I've said this 1000 times, but garbage like Facebook or Twitter could be replaced overnight by a protocol. There is really zero reason it couldn't be built from existing distributed tooling, be secure and just as useful without lizard people getting in the way.
People who want to take control of their own lives, and curate the mix of knowledge / fact / falsity / opinion / propaganda / disinformation / useful-idiocy in their own heads can technically head in this direction today.
I think a key ingredient is translators that move content out of the platform-bubbles into the world you control. You can move material between RSS, email, blog channel easily, if you choose. Harder but doable is to crack the walled gardens of social media.
These can fuel development of better forms of expression than the primitive nonsense so often used today.
Many people have major barriers; not interested in taking control, not going to build anything myself, fear of leaving the mob, will accept advertising, want somebody to tell me what to do, too rushed...
That's fine, they will continue. Those who want can, and are, going down the other road.
The protocol is built as a distributed proof-of-stake network, where people can earn a crypto token by contributing good content, or by running nodes of the blockchain.

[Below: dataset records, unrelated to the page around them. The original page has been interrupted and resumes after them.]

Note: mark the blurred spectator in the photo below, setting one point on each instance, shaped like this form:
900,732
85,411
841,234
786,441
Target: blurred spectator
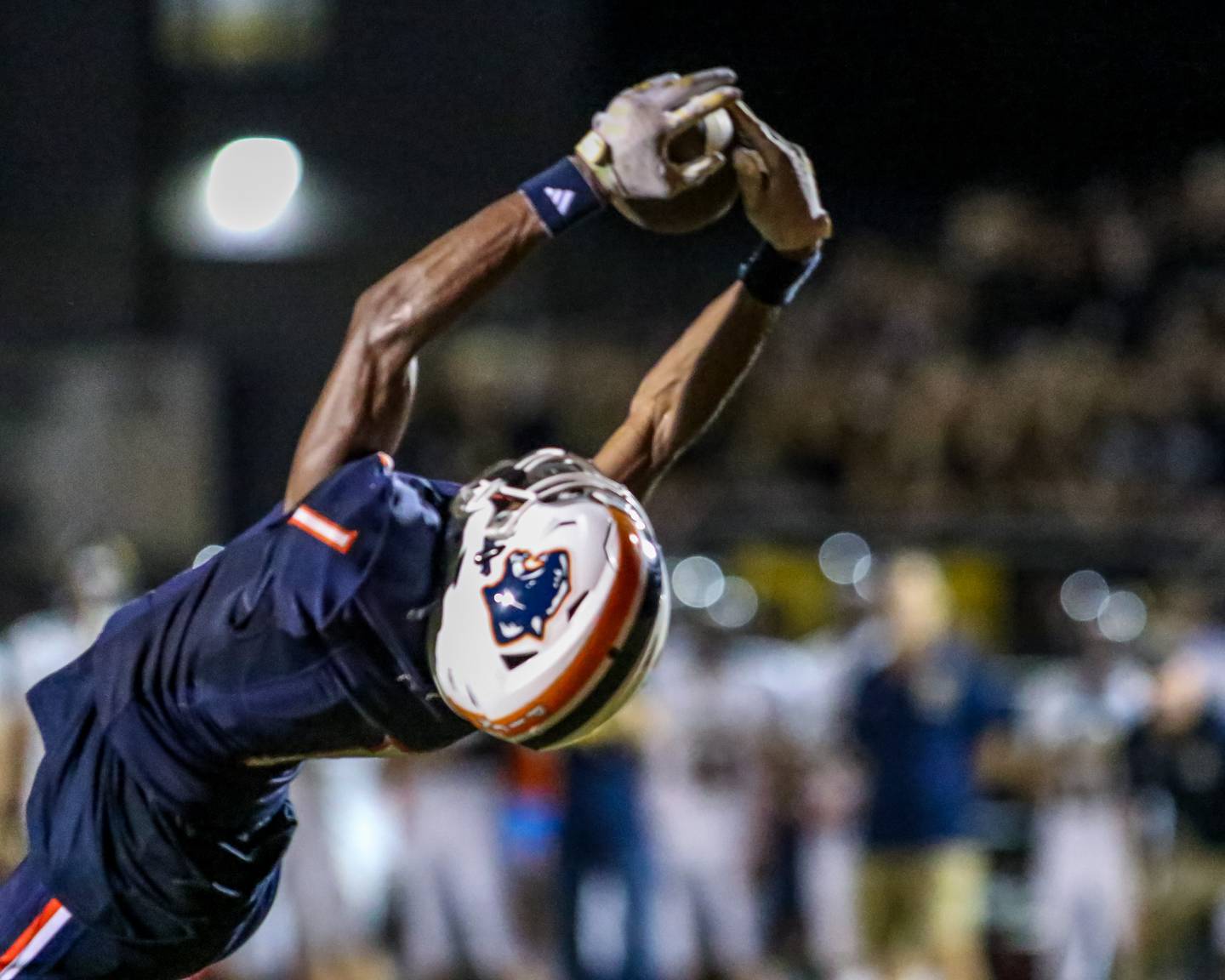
707,794
921,715
1076,721
97,579
1180,751
607,868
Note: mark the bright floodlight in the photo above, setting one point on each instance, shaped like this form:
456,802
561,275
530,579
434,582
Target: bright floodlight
1083,595
1122,617
698,582
846,559
251,183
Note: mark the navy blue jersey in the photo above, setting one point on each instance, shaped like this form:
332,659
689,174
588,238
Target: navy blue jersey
161,807
919,729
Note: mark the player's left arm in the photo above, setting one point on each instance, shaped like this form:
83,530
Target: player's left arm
687,389
365,404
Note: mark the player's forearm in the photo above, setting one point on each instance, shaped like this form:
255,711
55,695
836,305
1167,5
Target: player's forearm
365,403
687,389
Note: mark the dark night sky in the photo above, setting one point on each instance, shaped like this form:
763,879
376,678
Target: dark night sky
424,111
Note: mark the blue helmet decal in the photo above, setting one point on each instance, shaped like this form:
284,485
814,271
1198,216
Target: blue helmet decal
529,593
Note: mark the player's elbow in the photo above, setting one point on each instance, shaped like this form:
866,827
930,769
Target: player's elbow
386,315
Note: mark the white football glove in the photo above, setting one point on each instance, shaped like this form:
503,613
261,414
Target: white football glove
626,148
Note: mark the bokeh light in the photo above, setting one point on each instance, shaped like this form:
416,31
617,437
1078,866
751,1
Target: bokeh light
206,553
846,559
1122,618
698,582
251,183
737,607
1083,595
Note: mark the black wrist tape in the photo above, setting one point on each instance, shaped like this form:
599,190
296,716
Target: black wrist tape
561,197
773,278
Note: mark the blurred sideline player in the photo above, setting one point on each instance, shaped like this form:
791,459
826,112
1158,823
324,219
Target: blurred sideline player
448,869
1179,752
1074,723
317,929
607,863
923,715
704,763
380,612
97,581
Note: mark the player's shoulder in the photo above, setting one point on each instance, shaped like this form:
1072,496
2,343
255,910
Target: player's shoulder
367,492
365,531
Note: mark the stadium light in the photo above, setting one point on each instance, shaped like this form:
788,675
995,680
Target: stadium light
1083,595
1122,618
737,607
846,559
251,183
698,582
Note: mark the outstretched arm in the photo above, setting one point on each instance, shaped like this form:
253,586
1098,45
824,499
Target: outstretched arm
365,404
687,389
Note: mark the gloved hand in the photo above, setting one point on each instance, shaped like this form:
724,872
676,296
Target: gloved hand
778,186
626,150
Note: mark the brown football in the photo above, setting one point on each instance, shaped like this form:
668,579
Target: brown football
698,208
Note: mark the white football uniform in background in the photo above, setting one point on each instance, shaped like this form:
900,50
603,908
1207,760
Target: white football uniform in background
450,865
1085,874
704,796
35,647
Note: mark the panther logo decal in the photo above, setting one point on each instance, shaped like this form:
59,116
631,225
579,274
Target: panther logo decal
529,593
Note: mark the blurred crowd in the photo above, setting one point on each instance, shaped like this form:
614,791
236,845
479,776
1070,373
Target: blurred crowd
1028,356
880,798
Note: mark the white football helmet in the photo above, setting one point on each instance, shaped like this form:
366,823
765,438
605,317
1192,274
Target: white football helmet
556,606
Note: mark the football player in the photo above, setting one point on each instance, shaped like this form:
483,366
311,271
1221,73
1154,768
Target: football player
376,610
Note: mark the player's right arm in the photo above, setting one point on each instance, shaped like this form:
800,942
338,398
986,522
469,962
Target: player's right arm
365,404
696,378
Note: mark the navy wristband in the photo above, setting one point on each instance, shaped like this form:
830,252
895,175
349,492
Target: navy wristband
773,278
561,195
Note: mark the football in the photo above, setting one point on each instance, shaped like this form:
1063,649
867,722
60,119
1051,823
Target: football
704,205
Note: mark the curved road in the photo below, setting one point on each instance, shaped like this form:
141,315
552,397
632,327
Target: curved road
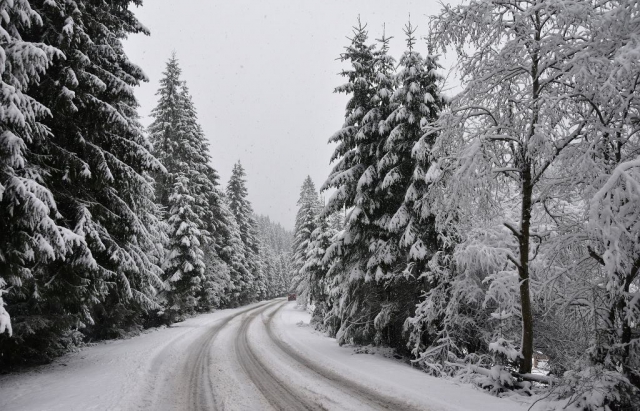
238,362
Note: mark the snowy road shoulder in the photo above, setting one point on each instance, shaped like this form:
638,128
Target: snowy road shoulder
113,375
387,376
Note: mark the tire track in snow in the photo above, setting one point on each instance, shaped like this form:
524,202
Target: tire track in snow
368,395
201,395
280,395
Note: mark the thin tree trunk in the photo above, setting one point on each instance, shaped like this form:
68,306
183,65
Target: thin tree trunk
523,271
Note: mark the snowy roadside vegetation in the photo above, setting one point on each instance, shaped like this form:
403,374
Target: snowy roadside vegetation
106,227
498,226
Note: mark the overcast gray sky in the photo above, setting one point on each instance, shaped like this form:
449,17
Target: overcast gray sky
262,75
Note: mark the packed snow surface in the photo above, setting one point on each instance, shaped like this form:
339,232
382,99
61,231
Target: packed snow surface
263,356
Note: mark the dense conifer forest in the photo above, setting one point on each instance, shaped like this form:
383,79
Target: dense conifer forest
473,232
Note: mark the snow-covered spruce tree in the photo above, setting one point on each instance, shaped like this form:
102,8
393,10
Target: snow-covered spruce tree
276,243
180,144
233,254
367,259
241,209
27,210
97,162
316,267
308,209
168,116
531,142
185,264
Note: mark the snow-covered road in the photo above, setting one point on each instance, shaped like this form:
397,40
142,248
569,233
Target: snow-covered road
263,356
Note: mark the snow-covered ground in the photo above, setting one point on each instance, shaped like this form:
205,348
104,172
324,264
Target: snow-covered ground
257,357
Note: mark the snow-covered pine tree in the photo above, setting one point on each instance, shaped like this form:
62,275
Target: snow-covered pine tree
317,266
185,264
180,144
28,229
534,193
418,103
233,253
241,209
97,162
309,207
364,307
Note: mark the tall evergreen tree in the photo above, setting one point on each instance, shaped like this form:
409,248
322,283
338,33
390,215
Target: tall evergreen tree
308,209
241,209
96,162
366,255
188,192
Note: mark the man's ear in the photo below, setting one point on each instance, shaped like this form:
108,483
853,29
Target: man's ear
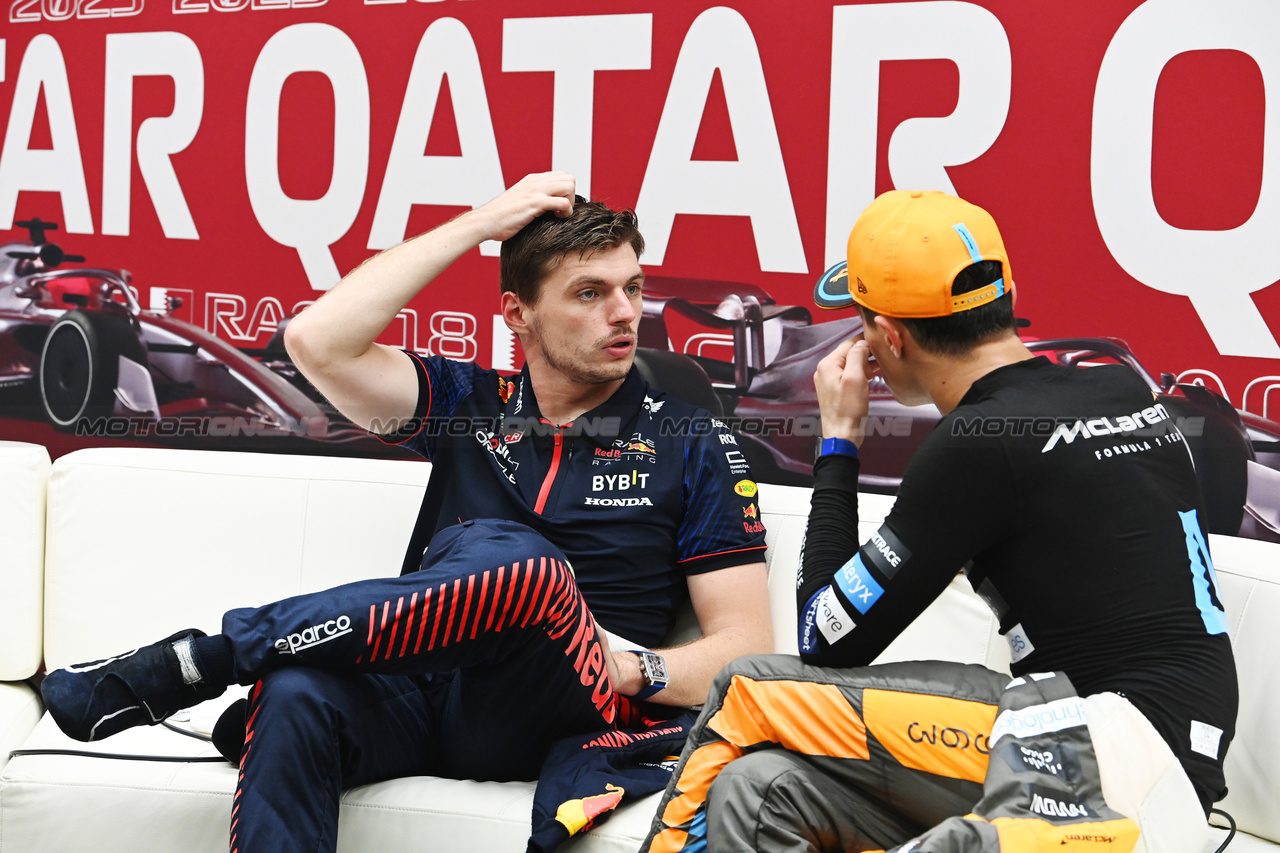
895,333
513,313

Users and node operators can take ownership in, and govern the network based on how much of the crypto token they own (or have earned).
In order for a protocol to be successful, it must bridge that gap.
That's what we've already done, gotten 15Million monthly active users onto GUN's network ( https://github.com/amark/gun ), by focusing on value add - whether people are idealistic or don't care, they're still using it.
This is how protocols will grow. Stay true to your values, but ship value add.
Our open source non profit lab is helping dozens of companies and groups develop new, simpler, better protocols for all sorts of domains on top of tree notation. If you are interested and we can help you, feel free to reach out.
I've long felt that we need a "post office of the internet". Some type of communication platform that's truly neutral, doesn't attempt to censor or manipulate the activities of its users aside from enforcing the law, and isn't liable in any way for their behavior. Sure, you can send a bomb or a death threat or an illegal copy of a movie through the mail, but the post office isn't liable for the actions of its customers. Its only responsibility is to filter illegal content as best it can, and that's all.